The structural, functional, and molecular correlation of congenital heart diseases
The cardiovascular transition at birth is crucial for the neonate's survival. Upon separation from placental circulation, the neonatal cardiovascular system must assume full responsibility, undergoing significant anatomical, physiological, and biochemical changes. Key examples include the closure of the foramen ovale (a connection between the left and right atria) and the ductus arteriosus following the establishment of pulmonary and systemic circulation. Although some prenatal cardiovascular phenotypes, such as a dilated left ventricle, ventricular septal defect, and ventricular hypertrophy, have been identified, the impact of these phenotypes on heart physiology at birth and their role in anatomical remodeling remains underexplored. Additionally, there are gaps in understanding the timeline of anatomical changes, the physiological shifts that trigger these changes, and the associated transcriptomic alterations during this transition.
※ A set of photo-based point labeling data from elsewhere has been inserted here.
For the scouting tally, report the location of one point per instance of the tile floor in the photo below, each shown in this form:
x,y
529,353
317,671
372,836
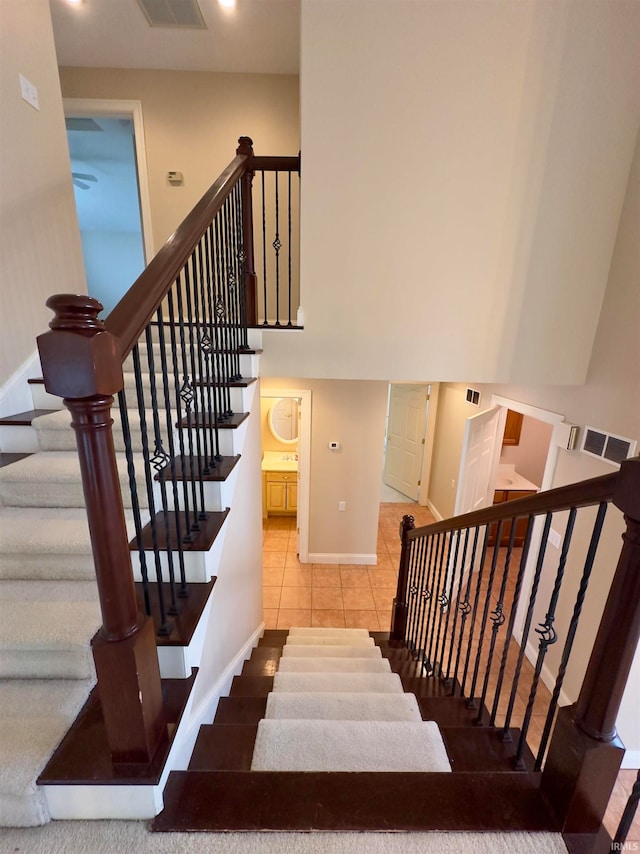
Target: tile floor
x,y
336,596
348,596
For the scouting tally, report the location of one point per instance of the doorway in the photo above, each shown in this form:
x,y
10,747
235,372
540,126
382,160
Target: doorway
x,y
106,149
286,439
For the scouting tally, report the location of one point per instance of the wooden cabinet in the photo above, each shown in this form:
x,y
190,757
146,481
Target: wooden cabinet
x,y
512,428
499,496
280,493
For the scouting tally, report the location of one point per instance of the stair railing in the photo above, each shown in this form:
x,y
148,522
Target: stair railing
x,y
460,585
179,331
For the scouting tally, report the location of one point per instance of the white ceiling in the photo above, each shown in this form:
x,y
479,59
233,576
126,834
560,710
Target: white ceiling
x,y
258,36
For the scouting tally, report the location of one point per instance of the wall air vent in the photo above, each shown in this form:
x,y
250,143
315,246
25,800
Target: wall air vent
x,y
606,446
173,13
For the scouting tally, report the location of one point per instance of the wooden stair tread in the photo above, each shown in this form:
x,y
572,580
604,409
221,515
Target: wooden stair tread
x,y
24,419
206,420
240,710
237,382
304,801
198,467
83,755
224,747
201,540
183,624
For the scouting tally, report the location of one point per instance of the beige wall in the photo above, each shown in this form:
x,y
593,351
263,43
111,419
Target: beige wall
x,y
462,186
192,121
352,413
610,399
40,251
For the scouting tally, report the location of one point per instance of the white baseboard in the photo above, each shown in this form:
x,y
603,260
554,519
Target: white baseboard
x,y
15,394
335,557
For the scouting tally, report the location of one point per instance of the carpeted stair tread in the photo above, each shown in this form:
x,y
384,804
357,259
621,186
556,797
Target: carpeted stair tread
x,y
344,706
47,543
336,651
52,479
378,683
34,716
301,631
327,640
333,665
46,629
320,745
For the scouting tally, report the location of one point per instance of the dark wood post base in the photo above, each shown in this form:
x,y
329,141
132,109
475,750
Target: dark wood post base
x,y
398,620
131,694
579,774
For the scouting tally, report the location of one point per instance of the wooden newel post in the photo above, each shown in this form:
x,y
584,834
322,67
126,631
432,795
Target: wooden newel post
x,y
245,146
399,616
81,363
585,752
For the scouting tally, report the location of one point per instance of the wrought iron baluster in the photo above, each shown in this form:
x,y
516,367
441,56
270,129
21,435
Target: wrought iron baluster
x,y
573,626
178,545
506,735
476,600
497,621
548,636
187,396
289,240
265,322
135,501
456,610
465,609
277,245
165,625
209,347
159,461
446,605
512,617
423,598
443,600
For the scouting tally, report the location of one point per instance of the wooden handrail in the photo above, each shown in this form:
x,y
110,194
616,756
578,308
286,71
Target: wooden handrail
x,y
131,315
584,494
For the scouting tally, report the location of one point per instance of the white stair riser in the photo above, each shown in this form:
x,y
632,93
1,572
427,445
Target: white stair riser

A deeper understanding of the interplay between anatomical and physiological changes during the cardiovascular transition at birth could lead to better detection and prevention strategies for congenital heart disease. Our research aims to elucidate how congenital heart defects affect heart development during this critical transition. The findings from these studies are expected to provide new insights into how impaired heart structure and function during the neonatal transition contribute to congenital heart disease and how early detection and intervention could improve patient outcomes.